Back then, we had one TV, or radio, in the house — not a TV in every room. And the TV had a small screen the size of a handkerchief (remember them?), not a screen the size of the state of Montana . In the kitchen, we blended and stirred by hand because we didn’t have electric machines to do everything for us. When we packaged a fragile item to send in the mail, we used wadded up old newspapers to cushion it, not Styrofoam or plastic bubble wrap. Back then, we didn’t fire up an engine and burn gasoline just to cut the lawn. We used a push mower that ran on human power. We exercised by working so we didn’t need to go to a health club to run on treadmills that operate on electricity.

But she’s right; we didn’t have the green thing back then.

We drank from a fountain when we were thirsty instead of using a cup or a plastic bottle every time we had a drink of water. We refilled writing pens with ink instead of buying a new pen, and we replaced the razor blades in a razor instead of throwing away the whole razor just because the blade got dull.

But we didn’t have the green thing back then.

Back then, people took the streetcar or a bus and kids rode their bikes to school or walked instead of turning their moms into a 24-hour taxi service. We had one electrical outlet in a room, not an entire bank of sockets to power a dozen appliances. And we didn’t need a computerized gadget to receive a signal beamed from satellites 23,000 miles out in space in order to find the nearest burger joint.

But isn’t it sad the current generation laments how wasteful we old folks were just because we didn’t have the green thing back then?

Please forward this on to another selfish old person who needs a lesson in conservation from a smartass young person…

We don’t like being old in the first place, so it doesn’t take much to piss us off.

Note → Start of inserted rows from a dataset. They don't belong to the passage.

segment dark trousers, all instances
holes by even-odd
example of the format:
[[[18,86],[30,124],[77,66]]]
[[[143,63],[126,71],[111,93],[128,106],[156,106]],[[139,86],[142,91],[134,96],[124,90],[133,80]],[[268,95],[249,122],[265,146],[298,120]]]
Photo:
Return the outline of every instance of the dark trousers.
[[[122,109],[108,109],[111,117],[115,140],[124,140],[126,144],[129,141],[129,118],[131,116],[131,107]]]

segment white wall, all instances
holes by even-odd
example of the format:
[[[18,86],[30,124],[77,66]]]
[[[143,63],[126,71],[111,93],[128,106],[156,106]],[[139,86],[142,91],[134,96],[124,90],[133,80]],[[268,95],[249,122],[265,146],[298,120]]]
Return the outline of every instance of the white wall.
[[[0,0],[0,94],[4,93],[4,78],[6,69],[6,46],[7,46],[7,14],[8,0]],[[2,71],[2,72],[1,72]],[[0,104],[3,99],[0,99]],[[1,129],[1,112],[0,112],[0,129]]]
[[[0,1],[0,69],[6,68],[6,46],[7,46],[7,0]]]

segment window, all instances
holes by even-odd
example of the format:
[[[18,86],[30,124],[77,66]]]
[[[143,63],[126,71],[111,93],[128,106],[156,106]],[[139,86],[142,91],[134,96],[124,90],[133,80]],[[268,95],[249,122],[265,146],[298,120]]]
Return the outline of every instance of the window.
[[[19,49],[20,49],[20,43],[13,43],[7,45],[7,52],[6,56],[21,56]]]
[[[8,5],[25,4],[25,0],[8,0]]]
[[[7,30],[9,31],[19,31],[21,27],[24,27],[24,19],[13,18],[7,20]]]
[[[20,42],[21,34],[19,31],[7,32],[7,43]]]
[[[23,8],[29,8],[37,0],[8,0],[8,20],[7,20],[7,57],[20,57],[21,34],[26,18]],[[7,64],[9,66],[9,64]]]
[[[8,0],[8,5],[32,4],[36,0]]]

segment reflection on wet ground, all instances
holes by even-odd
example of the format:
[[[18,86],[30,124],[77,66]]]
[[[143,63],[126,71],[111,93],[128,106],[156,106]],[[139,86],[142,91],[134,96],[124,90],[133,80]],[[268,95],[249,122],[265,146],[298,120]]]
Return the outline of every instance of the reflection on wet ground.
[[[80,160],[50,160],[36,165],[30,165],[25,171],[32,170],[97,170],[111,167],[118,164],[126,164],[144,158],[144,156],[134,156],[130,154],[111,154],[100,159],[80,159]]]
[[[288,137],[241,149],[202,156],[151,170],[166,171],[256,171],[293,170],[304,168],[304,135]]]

When I started reading this email, I liked it. But as I read on, I started to get a little annoyed. It’s true, people used to do a lot more things by hand / without electricity.  People also spent more money to buy things that lasted longer than a year/season. And people were also not as quick to replace things that weren’t broken just because they were no longer fashionable. But I wonder how many of these “old people” still do all of these things? It would be great if they did! It seems to me that the “old people” were the ones who adopted all of the conveniences that this writer is criticizing.

I don’t buy bottled water, I ride my bike to the store if I can fit what I need in my basket, I would love to take a streetcar or trolley downtown but Minneapolis ripped out all of their streetcar lines in the 1950s (see my previous post about MSP’s steetcars), I have quite a few friends who use reusable diapers (no kids myself), and I used to cover my books with paper bags.

My husband and I have been making a conscious effort to consume less stuff (cause in the end, most of it is just stuff) for the last two years. For the last 6 months, I’ve refused to buy anything made in China if I can avoid it. Clothes are absolutely no exceptions, but it gets tough with electronics. It’s been my experience that items made in China just do not last, and they’re not meant to. These items are produced quickly and cheaply, and are meant to be replaced after a year or two.  It got a little tricky around Christmas, but I did it! My hubby embraced my goal, and all of the gifts he gave me were made in the U.S.

What are your thoughts about this email? Are you a “smartass young person” who likes to be green, or are you one of the “old people” who knows the real meaning of green?